C Versus Reality

So it looks like polls across the country, from all races (presidential, Senate, House), have swung violently towards the Democrats. And I do mean violently. The Georgia Senate race, for example, has swung 15 points over two weeks, leaving a normally solid Republican state tied between the two candidates. I guess the economic meltdown of the country isn’t a total loss.<hr />

I originally intended for my next technical post to be a continuation of the test driven development discussion, but motivated by this thread, I’d like to take an moment and examine just how native code (like C or C++ generates) relates to the reality of how things work. People (who I think are idiots and should feel free to get the hell out of that thread) like to say that C++ is closer to the hardware or more low level or other similar kinds of bullshit. I want to dissect that in a more methodical, fair manor.

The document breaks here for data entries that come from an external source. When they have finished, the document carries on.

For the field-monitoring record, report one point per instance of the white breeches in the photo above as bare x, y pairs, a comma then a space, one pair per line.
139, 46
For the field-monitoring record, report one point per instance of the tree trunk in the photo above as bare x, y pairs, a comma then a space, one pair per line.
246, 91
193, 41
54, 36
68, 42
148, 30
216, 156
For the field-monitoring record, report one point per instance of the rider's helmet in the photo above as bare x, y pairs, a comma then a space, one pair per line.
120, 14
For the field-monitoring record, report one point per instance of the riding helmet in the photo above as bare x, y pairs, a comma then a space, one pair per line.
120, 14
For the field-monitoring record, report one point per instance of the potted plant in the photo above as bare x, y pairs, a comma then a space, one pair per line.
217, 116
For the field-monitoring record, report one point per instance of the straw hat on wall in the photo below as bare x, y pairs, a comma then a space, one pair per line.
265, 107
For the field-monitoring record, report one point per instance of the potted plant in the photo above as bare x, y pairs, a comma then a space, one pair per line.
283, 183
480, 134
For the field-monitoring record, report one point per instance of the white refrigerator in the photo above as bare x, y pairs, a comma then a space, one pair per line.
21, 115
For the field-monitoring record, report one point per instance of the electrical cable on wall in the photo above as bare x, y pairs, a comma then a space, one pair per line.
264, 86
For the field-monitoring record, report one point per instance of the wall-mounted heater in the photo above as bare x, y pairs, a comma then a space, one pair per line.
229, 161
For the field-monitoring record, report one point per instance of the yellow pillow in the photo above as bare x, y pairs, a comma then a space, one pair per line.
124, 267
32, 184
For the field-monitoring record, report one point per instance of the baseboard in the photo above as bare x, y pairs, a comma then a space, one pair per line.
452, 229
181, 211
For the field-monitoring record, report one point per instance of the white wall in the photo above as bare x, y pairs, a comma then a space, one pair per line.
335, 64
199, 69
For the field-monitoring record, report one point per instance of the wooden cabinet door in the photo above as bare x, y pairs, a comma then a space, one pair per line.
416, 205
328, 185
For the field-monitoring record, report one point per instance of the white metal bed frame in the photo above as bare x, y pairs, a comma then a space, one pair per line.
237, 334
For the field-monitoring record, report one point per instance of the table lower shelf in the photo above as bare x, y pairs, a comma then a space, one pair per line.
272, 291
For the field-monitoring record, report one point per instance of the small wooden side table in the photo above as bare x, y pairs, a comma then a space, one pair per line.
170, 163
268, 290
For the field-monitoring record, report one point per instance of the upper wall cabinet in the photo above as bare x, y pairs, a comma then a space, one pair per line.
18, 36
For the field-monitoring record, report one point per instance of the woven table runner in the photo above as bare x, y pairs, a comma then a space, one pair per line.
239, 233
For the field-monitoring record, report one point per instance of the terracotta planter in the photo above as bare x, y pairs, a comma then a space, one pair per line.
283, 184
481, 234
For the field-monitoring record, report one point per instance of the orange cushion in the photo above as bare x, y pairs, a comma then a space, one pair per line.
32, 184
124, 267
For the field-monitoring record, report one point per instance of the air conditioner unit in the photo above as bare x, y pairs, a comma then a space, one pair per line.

The basic misconception seems to be centered around the mysterious gods that C++ noobs worship, pointers. I believe that pointers are basically taught the same way to everybody – they store memory addresses of things, so you use the dereference operator to access what is actually at that memory address. This isn’t wrong, exactly. The problem is that it ignores a number of important details. C (and by extension C++) are very careful to avoid specifying any kind of detail about how their underlying memory architecture works, or saying much of anything about pointers beyond what is necessary to actually define the language behavior.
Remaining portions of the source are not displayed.